Erdogan announced on television he had replaced the three resigning ministers -- for the interior, economy and the environment -- as well as his EU affairs minister, and reshuffled the justice, transport, family, sports and industry portfolios, and one of his four deputy prime ministers' posts.
The reshuffle was decided in a closed-door meeting with President Abdullah Gul, who had said since Tuesday that it was imminent.
There was no indication the characteristically defiant prime minister was himself contemplating stepping down, as demanded by anti-government protesters -- and by the environment minister who resigned, Erdogan Bayraktar.
Yet the corruption scandal is rapidly becoming a major challenge to Erdogan's 11-year grip on power in Turkey, a NATO member and significant emerging economy.
His image was already badly bruised in June when he ordered a heavyhanded crackdown on anti-government protests sparked by plans to raze an Istanbul park.
Another protest took place in Istanbul on Wednesday demanding Erdogan's ouster, but police used tear gas to disperse the estimated 5,000 demonstrators after some skirmishes. Protests were also reported in Ankara and Izmir.
The probe into the alleged corruption, which has seen recent police raids, focus on numerous offences including accepting and facilitating bribes for construction projects and illegally smuggling gold to Iran.
Erdogan himself has sought to define the corruption scandal as "a conspiracy" plotted by "international powers".
He insists his ruling Justice and Development Party (AKP) party has a clean record and has responded to the investigation by sacking dozens of police chiefs.
Announcing the reshuffle, Erdogan referred to the scandal only indirectly, saying: "Some of my friends have asked to be excused due to the recent developments."
Others, he said were leaving to contest March 30 local elections, "and others are changes proposed to the president within my discretion and approved by him".
Erdogan named Idris Gulluce as his new environment minister; an interior ministry undersecretary, Efkan Ala, his new interior minister; and Nihat Zeybekci his economy minister.
Emrullah Isler became a deputy prime minister, replacing Bekir Bozdag who became justice minister.
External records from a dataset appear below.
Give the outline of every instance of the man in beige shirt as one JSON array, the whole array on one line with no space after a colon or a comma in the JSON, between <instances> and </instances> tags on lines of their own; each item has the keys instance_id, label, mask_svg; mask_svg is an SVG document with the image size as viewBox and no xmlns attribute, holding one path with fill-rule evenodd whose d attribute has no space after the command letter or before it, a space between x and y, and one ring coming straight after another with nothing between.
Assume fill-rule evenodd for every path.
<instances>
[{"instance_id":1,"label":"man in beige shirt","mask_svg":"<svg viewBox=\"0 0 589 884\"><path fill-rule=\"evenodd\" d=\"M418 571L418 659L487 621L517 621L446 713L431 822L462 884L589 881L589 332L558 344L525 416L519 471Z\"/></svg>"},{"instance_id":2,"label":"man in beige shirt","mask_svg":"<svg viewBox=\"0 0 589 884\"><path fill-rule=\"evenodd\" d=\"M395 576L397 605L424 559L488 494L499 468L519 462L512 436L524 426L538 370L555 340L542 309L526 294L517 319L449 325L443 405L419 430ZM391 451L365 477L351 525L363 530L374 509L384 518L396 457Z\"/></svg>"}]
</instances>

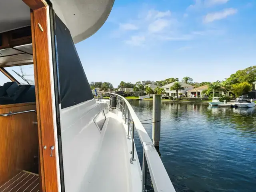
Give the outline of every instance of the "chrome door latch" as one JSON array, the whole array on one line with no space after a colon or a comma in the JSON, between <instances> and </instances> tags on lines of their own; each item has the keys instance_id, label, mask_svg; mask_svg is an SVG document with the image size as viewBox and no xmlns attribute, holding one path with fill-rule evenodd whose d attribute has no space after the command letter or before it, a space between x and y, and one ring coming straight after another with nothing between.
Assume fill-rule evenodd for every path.
<instances>
[{"instance_id":1,"label":"chrome door latch","mask_svg":"<svg viewBox=\"0 0 256 192\"><path fill-rule=\"evenodd\" d=\"M52 146L51 147L51 154L50 155L50 157L53 157L53 156L52 155L52 150L53 150L54 149L54 146Z\"/></svg>"}]
</instances>

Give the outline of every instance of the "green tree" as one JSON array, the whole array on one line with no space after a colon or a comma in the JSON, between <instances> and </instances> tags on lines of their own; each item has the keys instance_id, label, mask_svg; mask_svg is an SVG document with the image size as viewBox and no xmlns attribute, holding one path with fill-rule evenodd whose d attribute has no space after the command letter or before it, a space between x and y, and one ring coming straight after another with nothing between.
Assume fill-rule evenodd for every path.
<instances>
[{"instance_id":1,"label":"green tree","mask_svg":"<svg viewBox=\"0 0 256 192\"><path fill-rule=\"evenodd\" d=\"M232 74L226 79L230 84L237 84L243 82L250 84L256 81L256 66L238 70L236 73Z\"/></svg>"},{"instance_id":2,"label":"green tree","mask_svg":"<svg viewBox=\"0 0 256 192\"><path fill-rule=\"evenodd\" d=\"M196 88L197 87L198 87L201 86L200 85L200 83L198 82L195 82L190 84L195 87L195 88Z\"/></svg>"},{"instance_id":3,"label":"green tree","mask_svg":"<svg viewBox=\"0 0 256 192\"><path fill-rule=\"evenodd\" d=\"M152 88L149 86L148 86L146 88L146 92L147 94L149 95L149 97L150 97L150 94L154 94L154 91Z\"/></svg>"},{"instance_id":4,"label":"green tree","mask_svg":"<svg viewBox=\"0 0 256 192\"><path fill-rule=\"evenodd\" d=\"M124 87L125 87L126 88L133 88L133 87L134 86L134 84L130 82L124 82ZM120 84L117 87L117 88L118 89L121 88L121 87Z\"/></svg>"},{"instance_id":5,"label":"green tree","mask_svg":"<svg viewBox=\"0 0 256 192\"><path fill-rule=\"evenodd\" d=\"M223 91L226 95L227 92L231 89L231 86L227 81L223 81L220 83L221 90Z\"/></svg>"},{"instance_id":6,"label":"green tree","mask_svg":"<svg viewBox=\"0 0 256 192\"><path fill-rule=\"evenodd\" d=\"M139 91L140 90L140 89L137 86L134 86L133 88L133 91L134 92L137 92L137 91Z\"/></svg>"},{"instance_id":7,"label":"green tree","mask_svg":"<svg viewBox=\"0 0 256 192\"><path fill-rule=\"evenodd\" d=\"M184 90L184 87L178 82L175 82L173 84L172 86L170 88L170 90L172 91L176 91L177 98L178 98L178 92L180 90Z\"/></svg>"},{"instance_id":8,"label":"green tree","mask_svg":"<svg viewBox=\"0 0 256 192\"><path fill-rule=\"evenodd\" d=\"M155 94L158 94L158 95L161 95L162 96L163 94L165 93L165 90L164 88L161 88L158 86L157 86L155 89Z\"/></svg>"},{"instance_id":9,"label":"green tree","mask_svg":"<svg viewBox=\"0 0 256 192\"><path fill-rule=\"evenodd\" d=\"M148 85L148 84L154 84L154 82L149 80L146 80L146 81L142 81L142 83L143 85L145 86L145 85Z\"/></svg>"},{"instance_id":10,"label":"green tree","mask_svg":"<svg viewBox=\"0 0 256 192\"><path fill-rule=\"evenodd\" d=\"M214 96L214 93L217 90L222 89L221 86L219 81L217 81L213 83L210 83L208 84L208 89L204 90L202 91L202 93L206 94L209 96L211 93L212 93L213 96Z\"/></svg>"},{"instance_id":11,"label":"green tree","mask_svg":"<svg viewBox=\"0 0 256 192\"><path fill-rule=\"evenodd\" d=\"M120 82L120 84L119 84L120 87L122 88L122 91L124 92L124 82L123 81L122 81Z\"/></svg>"},{"instance_id":12,"label":"green tree","mask_svg":"<svg viewBox=\"0 0 256 192\"><path fill-rule=\"evenodd\" d=\"M104 91L106 91L108 90L108 89L113 89L114 87L112 84L109 82L104 82L101 85L100 87L100 90L104 90Z\"/></svg>"},{"instance_id":13,"label":"green tree","mask_svg":"<svg viewBox=\"0 0 256 192\"><path fill-rule=\"evenodd\" d=\"M237 83L232 85L231 90L236 97L241 96L243 93L247 93L252 90L252 84L248 82Z\"/></svg>"},{"instance_id":14,"label":"green tree","mask_svg":"<svg viewBox=\"0 0 256 192\"><path fill-rule=\"evenodd\" d=\"M222 89L221 86L219 81L217 81L216 82L213 83L210 83L208 84L208 89L204 90L202 92L202 94L206 94L209 96L211 93L212 93L213 96L214 96L214 93L217 90L220 90Z\"/></svg>"},{"instance_id":15,"label":"green tree","mask_svg":"<svg viewBox=\"0 0 256 192\"><path fill-rule=\"evenodd\" d=\"M181 80L182 82L188 84L191 84L193 83L193 79L189 77L185 77L182 78L182 80Z\"/></svg>"},{"instance_id":16,"label":"green tree","mask_svg":"<svg viewBox=\"0 0 256 192\"><path fill-rule=\"evenodd\" d=\"M100 88L101 87L101 86L102 84L102 82L92 82L90 83L90 86L94 87L95 88Z\"/></svg>"},{"instance_id":17,"label":"green tree","mask_svg":"<svg viewBox=\"0 0 256 192\"><path fill-rule=\"evenodd\" d=\"M162 87L164 86L164 81L161 80L161 81L156 81L155 82L155 85L156 86L158 86L158 87Z\"/></svg>"}]
</instances>

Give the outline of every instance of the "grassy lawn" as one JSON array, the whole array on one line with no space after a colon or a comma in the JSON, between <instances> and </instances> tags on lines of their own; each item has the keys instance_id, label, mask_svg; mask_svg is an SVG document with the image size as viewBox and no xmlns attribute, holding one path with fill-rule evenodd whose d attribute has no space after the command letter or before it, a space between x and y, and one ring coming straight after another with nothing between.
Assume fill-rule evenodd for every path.
<instances>
[{"instance_id":1,"label":"grassy lawn","mask_svg":"<svg viewBox=\"0 0 256 192\"><path fill-rule=\"evenodd\" d=\"M129 96L128 97L125 97L126 99L139 99L139 97L134 97L133 96Z\"/></svg>"},{"instance_id":2,"label":"grassy lawn","mask_svg":"<svg viewBox=\"0 0 256 192\"><path fill-rule=\"evenodd\" d=\"M149 99L148 98L146 98L145 99L143 99L143 100L153 100L153 99ZM161 100L161 101L172 101L172 100L170 99L162 99ZM174 101L176 101L174 100ZM197 100L197 101L193 101L193 100L190 100L188 99L184 99L182 100L181 100L180 101L191 101L191 102L208 102L208 101L212 101L210 100Z\"/></svg>"}]
</instances>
The scandal hit a politically critical level when the sons of the previous interior and economy ministers were among two dozen people to be charged in the wide-ranging bribery and corruption probe, which has also ensnared close government allies and top businessmen, including the chief executive of state-owned Halkbank.
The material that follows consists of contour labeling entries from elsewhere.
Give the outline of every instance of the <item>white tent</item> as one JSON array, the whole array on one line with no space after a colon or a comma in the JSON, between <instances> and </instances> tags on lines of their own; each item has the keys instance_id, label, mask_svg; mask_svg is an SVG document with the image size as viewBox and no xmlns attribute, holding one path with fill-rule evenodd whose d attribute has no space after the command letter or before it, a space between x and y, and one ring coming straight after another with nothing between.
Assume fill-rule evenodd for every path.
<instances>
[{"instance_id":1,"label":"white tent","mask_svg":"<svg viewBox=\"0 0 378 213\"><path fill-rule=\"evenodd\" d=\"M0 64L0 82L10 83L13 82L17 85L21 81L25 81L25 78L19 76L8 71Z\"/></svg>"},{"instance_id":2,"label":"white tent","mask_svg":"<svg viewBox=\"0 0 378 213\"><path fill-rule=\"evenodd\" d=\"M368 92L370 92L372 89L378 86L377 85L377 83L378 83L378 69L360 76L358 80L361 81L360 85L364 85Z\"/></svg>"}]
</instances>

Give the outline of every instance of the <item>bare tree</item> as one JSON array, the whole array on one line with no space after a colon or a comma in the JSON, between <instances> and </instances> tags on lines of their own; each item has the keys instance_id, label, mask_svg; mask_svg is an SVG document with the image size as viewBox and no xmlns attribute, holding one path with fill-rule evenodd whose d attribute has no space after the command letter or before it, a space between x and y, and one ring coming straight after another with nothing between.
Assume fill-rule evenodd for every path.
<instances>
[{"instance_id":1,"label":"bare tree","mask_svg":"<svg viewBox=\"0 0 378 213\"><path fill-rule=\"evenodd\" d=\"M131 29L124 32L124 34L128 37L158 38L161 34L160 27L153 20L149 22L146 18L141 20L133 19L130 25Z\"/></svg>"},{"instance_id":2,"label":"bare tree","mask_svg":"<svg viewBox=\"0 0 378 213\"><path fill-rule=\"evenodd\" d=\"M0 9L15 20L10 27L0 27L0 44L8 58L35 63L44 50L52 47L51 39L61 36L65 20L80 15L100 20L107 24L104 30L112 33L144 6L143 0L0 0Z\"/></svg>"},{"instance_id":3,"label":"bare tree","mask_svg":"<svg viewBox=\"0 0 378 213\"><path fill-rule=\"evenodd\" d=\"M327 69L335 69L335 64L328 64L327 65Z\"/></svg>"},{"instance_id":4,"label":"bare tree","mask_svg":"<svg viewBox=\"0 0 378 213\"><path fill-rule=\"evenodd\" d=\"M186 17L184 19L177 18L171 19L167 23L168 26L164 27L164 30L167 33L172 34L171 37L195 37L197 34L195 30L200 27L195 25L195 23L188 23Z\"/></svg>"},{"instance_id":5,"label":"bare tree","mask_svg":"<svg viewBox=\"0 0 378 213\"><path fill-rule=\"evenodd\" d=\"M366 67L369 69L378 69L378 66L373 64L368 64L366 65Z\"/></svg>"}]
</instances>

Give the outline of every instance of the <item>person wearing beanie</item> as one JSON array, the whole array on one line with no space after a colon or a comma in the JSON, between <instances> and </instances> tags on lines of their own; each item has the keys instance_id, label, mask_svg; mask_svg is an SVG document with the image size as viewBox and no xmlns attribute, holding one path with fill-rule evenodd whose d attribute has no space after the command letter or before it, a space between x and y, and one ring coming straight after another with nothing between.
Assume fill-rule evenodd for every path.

The environment minister's son was also detained last week, but has not been formally charged and has been released pending trial.
On Wednesday, the previous economy minister Zafer Caglayan, interior minister Muammer Guler and environment minister Bayraktar announced their resignations.
Both Caglayan and Guler have rejected the bribery accusations against their sons.
But it was Bayraktar who raised the stakes by calling Erdogan to follow suit by resigning -- the first time the popular prime minister has faced such a challenge from a minister in his own party.
"I believe the prime minister should also resign," Bayraktar told the private NTV television.
"A big majority of construction plans in the investigation dossier were carried out with the approval of the prime minister," he said.
As Bayraktar was speaking live, the channel cut its feed, raising a stir on Twitter, where critics slammed it as censorship.
Observers see the corruption probe as the result of a rift between Erdogan and a former major ally, Fethullah Gulen, a Muslim cleric who lives in the United States and whose movement wields considerable influence in Turkey's police and judiciary.
Gulen, who denies being behind the graft investigation, is thought to be at odds with Erdogan, a conservative and Islamic-leading leader, after the government moved to shut down a network of Gulenist schools -- a major source of revenue for his group.
Gulenists were previously key backers of the AKP, helping it to win three elections in a row since 2002.
The graft investigation is apparently widening still, with prosecutors in Ankara saying they have opened a probe into the national rail authority over corruption claims in public tenders. No arrests have yet been made, the prosecutor's office said.
The tensions from the overall scandal have clearly hurt the already slowing Turkish economy, pushing the national currency to record lows against the US dollar.
The lira weakened to 2.0907 against the dollar at Wednesday's close. The Istanbul stock market plummeted by 4.2 percent to 66,096.56.